Note: Again, there is a difference between the VTK and Meshcat images. The Meshcat image is more brighly illuminated. More particularly, the robot, table, and dishes are all tinted by the background color. The reason for this is that Meshcat uses the background as an environment map, even when none is provided. In this case, the scene is embedded in a cloud that casts pale blue light on it from all directions. If you edit the background colors (//Background/<object>) you will see an immediate impact on the illumination of the scene. Don't worry about the difference, it will go away as soon as we apply an HDR image as an environment map.

In [51]:
bright_default_spec = RenderEngineSpec("Default (Exposure = 4)", {"exposure": 4})
add_engine_spec(bright_default_spec)
comparator.set_render_engines(engines)
comparator.pose_camera_once(camera_in_world=p_WC, target_in_world=p_WT)
In [52]:
comparator.render()
comparator.pose_camera_once(camera_in_world=[0.87435, 0.52266, 1.21673],
                            target_in_world=[0.03554, 0.07906, 0.90111])

The scene objects are now much easier to see.

It's a good starting point, but we don't necessarily want the objects floating in the clouds. So, let's give it an environment. Using models available through Drake's model repository, we've put together a simple environment and rendered it into an environment map. This is like what we did above to create our toy environment map, but this time, it's a bit more interesting.

Let's load the environment and take a look.

In [53]:
map_name = f"package://drake_models/tutorials/environment_maps/env_home_office_full_lights"
# The HDR map we'll use in the rendering.
hdr_path = package_map.ResolveUrl(map_name + ".hdr")
# The png version we'll use to draw here and send to Meshcat.
png_path = package_map.ResolveUrl(map_name + ".png")

plt.imshow(ImageIo().Load(png_path).data)
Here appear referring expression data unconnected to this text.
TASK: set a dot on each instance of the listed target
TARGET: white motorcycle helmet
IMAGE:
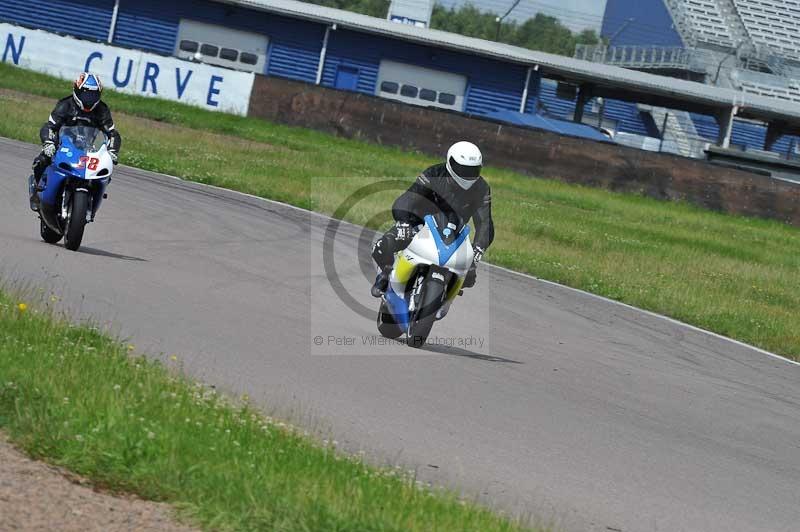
(464, 163)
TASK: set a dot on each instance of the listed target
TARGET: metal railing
(644, 57)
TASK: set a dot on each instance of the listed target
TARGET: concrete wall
(532, 152)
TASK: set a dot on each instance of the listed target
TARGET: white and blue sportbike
(426, 278)
(73, 186)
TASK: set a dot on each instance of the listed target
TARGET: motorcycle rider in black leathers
(82, 108)
(454, 187)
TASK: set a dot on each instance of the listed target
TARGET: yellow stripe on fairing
(403, 269)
# Also send the environment map to the meshcat session.
meshcat.SetEnvironmentMap(hdr_path)

The room has four lights on the ceiling and a window open to the daytime sky. The light coming through the window is brighter than that from the light bulbs.

Take a look at the environment map in the meshcat visualizer to get a better view of the room.
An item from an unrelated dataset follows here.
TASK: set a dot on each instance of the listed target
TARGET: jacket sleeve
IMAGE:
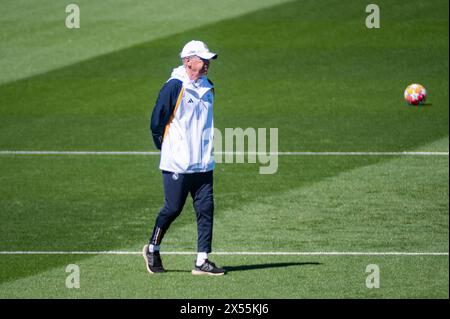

Now let's apply the environment map to the scene.

In [54]:
invisible_env_spec = RenderEngineSpec(
    "Invisible Environment Map",
    {
        "environment_map": EnvironmentMap(
            skybox=False, texture=EquirectangularMap(path=hdr_path)),
        "exposure": 2,
        "lights": [LightParameter(intensity=0)]
    }
)
add_engine_spec(invisible_env_spec)
comparator.set_render_engines(engines)
comparator.pose_camera_once(camera_in_world=p_WC, target_in_world=p_WT)
meshcat.SetProperty("/Background/<object>", "render_environment_map", False)
In [55]:
comparator.render()
comparator.pose_camera_once(camera_in_world=[0.87435, 0.52266, 1.21673],
                            target_in_world=[0.03554, 0.07906, 0.90111])
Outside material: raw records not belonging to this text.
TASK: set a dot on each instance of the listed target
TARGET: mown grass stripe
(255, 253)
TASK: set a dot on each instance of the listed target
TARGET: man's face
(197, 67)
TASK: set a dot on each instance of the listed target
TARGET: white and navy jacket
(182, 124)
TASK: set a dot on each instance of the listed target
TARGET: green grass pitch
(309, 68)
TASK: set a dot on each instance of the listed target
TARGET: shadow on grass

Note: we're not rendering the environment map in the background (skybox=False). There are several notable differences between the images:

  • Reducing the exposure has unsurprisingly caused the background color to get darker.
  • There are clearly more apparent light sources; you can see multiple highlights on the robot arm.
  • Despite the reduced exposure, the table is more brightly illuminated in this image than it is in the previous image. This is due to several reasons:
    • In the previous image, the camera is facing forward in the camera view, so the light direction is moving mostly across the table surface instead of down onto it. In contrast, the environment map has multiple lights shining from above the table.
    • The intensity of the lights in the environment map are greater than the single default headlamp.
  • The light positions are independent of the camera position. That means much of the robot arm appears darker because it's no longer being illuminated directly from the camera position.
    • In fact, if you turn the camera in meshcat to look at the scene from the window's side, you'll be able to see the window's contribution to the scene.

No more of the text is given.